Les vaccins contre le cancer entrent dans une nouvelle ère de promesses
La même technologie mRNA qui a permis aux vaccins COVID-19 d'être développés et déployés à une vitesse sans précédent est maintenant appliquée à l'un des objectifs les plus difficiles de la médecine : le cancer. Les scientifiques de multiples institutions de recherche et sociétés pharmaceutiques font des progrès rapides vers des vaccins mRNA personnalisés contre le cancer qui pourraient changer fondamentalement la façon dont certaines tumeurs sont traitées et potentiellement prévenues.
Contrairement aux vaccins traditionnels qui protègent contre les maladies infectieuses, les vaccins contre le cancer fonctionnent en entraînant le système immunitaire à reconnaître et à attaquer les signatures moléculaires spécifiques trouvées sur les cellules cancéreuses. L'approche mRNA permet un degré remarquable de personnalisation : en séquençant la tumeur d'un patient et en identifiant les mutations spécifiques qui distinguent les cellules cancéreuses des tissus sains, les chercheurs peuvent concevoir un vaccin mRNA personnalisé qui pousse le système immunitaire à cibler le profil de cancer spécifique de cet individu.
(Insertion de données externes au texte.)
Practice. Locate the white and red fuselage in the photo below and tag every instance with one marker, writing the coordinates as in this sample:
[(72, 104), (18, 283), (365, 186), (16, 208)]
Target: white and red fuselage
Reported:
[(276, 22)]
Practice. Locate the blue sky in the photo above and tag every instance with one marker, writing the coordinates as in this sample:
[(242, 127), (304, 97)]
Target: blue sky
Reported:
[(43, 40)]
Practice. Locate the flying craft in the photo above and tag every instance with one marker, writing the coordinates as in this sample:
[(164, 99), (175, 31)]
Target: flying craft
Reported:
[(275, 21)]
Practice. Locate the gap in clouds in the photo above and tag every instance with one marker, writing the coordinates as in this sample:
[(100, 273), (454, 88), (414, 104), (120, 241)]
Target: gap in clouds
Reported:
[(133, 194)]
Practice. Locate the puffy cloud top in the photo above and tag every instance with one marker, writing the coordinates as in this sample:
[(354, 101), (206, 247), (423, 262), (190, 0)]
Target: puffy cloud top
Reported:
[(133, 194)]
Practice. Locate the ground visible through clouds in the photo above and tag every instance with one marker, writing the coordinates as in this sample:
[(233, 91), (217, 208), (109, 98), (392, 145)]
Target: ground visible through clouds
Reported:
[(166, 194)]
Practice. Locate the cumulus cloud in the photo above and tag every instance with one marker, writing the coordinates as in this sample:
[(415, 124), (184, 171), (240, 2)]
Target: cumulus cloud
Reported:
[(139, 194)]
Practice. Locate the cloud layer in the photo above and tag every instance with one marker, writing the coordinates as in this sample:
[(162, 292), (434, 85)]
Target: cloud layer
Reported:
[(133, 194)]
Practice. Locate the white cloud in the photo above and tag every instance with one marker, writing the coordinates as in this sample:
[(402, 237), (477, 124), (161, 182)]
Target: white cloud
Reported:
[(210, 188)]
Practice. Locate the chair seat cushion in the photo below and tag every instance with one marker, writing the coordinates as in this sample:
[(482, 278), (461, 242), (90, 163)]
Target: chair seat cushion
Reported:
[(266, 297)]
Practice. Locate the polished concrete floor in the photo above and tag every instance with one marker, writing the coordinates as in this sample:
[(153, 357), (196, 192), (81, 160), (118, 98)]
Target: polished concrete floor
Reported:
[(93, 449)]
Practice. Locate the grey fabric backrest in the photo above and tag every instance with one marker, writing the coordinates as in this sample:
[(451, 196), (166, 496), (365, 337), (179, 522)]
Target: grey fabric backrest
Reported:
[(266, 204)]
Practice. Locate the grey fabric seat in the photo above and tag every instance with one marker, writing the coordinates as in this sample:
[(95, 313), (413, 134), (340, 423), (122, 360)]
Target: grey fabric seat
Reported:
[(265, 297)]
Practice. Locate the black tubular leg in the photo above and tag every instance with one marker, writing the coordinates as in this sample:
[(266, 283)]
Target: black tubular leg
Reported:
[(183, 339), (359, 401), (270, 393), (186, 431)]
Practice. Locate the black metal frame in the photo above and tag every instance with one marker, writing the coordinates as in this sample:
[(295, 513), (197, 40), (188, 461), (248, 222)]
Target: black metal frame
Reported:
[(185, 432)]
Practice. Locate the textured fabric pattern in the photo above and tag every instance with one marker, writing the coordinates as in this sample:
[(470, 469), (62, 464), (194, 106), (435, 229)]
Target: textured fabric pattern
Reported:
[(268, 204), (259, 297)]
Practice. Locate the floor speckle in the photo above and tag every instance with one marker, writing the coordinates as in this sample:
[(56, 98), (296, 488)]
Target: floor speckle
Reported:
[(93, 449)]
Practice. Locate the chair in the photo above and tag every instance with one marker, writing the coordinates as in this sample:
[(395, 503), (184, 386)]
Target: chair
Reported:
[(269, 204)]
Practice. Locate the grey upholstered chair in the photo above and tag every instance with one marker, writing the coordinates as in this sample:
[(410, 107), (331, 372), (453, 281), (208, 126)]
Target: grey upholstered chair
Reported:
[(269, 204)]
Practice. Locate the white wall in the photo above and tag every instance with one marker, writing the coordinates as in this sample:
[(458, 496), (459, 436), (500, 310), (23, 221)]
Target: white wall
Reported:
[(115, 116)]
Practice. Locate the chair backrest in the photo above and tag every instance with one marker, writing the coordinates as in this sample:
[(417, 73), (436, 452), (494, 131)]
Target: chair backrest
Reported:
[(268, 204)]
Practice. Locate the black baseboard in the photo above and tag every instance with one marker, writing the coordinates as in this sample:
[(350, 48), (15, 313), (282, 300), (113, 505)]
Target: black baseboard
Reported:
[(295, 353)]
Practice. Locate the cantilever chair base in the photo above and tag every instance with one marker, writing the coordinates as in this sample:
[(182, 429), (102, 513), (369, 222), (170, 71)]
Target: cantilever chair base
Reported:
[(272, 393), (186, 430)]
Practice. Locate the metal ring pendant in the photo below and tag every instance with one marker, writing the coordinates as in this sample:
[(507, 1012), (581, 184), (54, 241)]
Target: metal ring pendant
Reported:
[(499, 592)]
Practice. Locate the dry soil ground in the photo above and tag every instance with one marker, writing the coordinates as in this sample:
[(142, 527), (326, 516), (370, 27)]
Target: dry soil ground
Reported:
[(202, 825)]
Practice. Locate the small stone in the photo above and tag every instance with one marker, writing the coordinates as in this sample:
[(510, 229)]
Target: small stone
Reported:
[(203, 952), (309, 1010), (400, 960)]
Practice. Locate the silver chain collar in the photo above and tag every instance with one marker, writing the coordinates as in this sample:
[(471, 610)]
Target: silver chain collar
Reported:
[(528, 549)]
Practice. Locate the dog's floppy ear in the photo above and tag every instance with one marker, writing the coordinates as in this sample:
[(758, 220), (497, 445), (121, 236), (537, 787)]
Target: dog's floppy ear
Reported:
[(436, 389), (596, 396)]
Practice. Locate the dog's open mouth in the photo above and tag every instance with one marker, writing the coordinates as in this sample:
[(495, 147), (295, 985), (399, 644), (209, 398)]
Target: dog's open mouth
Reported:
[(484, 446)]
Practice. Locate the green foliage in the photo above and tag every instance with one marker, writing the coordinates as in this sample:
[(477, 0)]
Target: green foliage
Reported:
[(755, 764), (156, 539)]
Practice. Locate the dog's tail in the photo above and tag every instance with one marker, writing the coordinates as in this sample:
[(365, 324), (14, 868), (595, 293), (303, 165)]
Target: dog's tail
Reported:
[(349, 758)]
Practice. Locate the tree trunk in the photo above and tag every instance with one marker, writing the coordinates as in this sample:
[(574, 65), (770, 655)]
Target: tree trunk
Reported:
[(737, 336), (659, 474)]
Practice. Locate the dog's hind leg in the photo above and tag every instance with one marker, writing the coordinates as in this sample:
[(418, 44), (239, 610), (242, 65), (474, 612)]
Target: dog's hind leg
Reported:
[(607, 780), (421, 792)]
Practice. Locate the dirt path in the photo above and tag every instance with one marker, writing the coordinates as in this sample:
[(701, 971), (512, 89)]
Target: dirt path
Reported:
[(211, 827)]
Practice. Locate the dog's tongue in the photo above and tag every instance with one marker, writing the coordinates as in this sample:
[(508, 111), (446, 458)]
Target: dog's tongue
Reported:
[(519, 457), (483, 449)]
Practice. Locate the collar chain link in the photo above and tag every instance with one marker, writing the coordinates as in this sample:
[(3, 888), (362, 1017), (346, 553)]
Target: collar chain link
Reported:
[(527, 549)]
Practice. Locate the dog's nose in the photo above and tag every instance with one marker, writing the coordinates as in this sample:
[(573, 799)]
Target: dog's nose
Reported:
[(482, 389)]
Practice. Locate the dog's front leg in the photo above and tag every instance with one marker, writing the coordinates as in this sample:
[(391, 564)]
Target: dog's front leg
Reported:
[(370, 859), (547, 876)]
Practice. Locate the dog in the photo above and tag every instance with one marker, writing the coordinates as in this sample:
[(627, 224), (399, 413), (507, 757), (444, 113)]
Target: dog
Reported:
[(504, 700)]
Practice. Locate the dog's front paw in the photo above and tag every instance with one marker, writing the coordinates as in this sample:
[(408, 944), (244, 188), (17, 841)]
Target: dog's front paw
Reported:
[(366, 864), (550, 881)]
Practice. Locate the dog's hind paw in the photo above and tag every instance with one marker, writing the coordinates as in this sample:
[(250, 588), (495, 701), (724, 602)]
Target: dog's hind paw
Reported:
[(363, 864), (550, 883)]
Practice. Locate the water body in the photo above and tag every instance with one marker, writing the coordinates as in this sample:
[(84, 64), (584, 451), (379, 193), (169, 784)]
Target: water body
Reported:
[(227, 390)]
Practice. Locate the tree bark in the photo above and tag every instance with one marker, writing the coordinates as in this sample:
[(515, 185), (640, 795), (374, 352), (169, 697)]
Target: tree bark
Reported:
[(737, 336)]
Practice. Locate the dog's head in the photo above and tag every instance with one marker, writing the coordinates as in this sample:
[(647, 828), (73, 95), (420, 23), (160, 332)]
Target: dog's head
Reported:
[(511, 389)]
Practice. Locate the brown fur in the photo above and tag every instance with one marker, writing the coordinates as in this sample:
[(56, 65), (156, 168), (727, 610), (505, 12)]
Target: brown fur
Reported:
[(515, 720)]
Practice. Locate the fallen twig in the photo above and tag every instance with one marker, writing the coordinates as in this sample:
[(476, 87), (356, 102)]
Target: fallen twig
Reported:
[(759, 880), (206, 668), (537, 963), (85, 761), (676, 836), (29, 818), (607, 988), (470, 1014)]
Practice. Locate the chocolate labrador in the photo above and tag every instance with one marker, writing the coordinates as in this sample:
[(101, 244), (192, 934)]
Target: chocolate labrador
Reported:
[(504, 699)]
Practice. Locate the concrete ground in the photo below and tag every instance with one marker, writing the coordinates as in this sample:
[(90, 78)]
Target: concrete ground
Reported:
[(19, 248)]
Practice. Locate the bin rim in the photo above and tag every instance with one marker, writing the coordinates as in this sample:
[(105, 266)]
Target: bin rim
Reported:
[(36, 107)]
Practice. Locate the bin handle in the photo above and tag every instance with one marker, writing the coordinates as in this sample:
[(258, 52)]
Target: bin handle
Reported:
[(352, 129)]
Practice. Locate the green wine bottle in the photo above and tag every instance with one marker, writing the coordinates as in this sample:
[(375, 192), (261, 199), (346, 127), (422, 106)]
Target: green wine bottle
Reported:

Comment fonctionnent les vaccins mRNA personnalisés contre le cancer
Le processus commence par le séquençage de nouvelle génération d'une biopsie de tumeur. Les algorithmes de bioinformatique analysent les données de séquençage pour identifier les neoantigens — des fragments de protéines produits par des mutations spécifiques aux tumeurs qui ne sont pas présents dans les cellules normales. Une séquence mRNA codant ces neoantigens est ensuite synthétisée, encapsulée dans des nanoparticules lipidiques et administrée au patient. Les cellules du patient absorbent l'ARNm et produisent des protéines neoantigen, que les T cells et B cells du système immunitaire apprennent à reconnaître et à attaquer.
Où en sont les preuves
Les résultats cliniques les plus avancés proviennent du programme mRNA-4157/V940 de Moderna et Merck, qui cible le mélanome en combinaison avec Keytruda (pembrolizumab), un médicament immunotherapy établi. Les résultats de Phase 2b ont montré une réduction de 44 % du risque de récurrence ou de décès chez les patients atteints d'un mélanome à haut risque, comparé à Keytruda seul. Les essais de Phase 3 sont maintenant en cours dans plusieurs types de cancer.
BioNTech exécute des programmes parallèles ciblant le cancer colorectal, le cancer du pancréas et plusieurs autres tumeurs solides. Les premiers résultats dans le cancer du pancréas — historiquement l'un des cancers les plus mortels et les plus résistants au traitement — ont été particulièrement encourageants, certains patients montrant des réponses immunitaires soutenues des années après la vaccination.
L'obstacle de la désinformation
Les progrès au laboratoire se font sur fond d'un intense scepticisme public envers la technologie mRNA qui a été semé pendant la pandémie COVID-19 et qui persiste depuis. La désinformation affirmant que les vaccins mRNA altèrent l'ADN, contiennent des microchips ou produisent des changements physiologiques permanents a été amplifiée sur les plateformes de médias sociaux et a sensiblement réduit la confiance du public dans les interventions basées sur l'ARNm.
Pour les vaccins contre le cancer spécifiquement, la dynamique de la désinformation est particulièrement nuisible : les patients qui pourraient bénéficier de traitements potentiellement salvateurs refusent de participer aux essais cliniques ou retardent les décisions de traitement sur la base de fausses informations sur le fonctionnement de la technologie mRNA. Les oncologues rapportent rencontrer une résistance significative, même chez les patients atteints d'une maladie avancée qui ont des options de traitement limitées.
Les communicateurs scientifiques et les organisations de défense des patients ont lancé des initiatives pour combler cette lacune, en insistant sur le fait que les vaccins mRNA contre le cancer fonctionnent par les mêmes mécanismes que tous les vaccins — entraîner le système immunitaire à reconnaître une cible — sans interaction avec l'ADN cellulaire.
Cet article est basé sur le reportage de Medical Xpress. Lisez l'article original.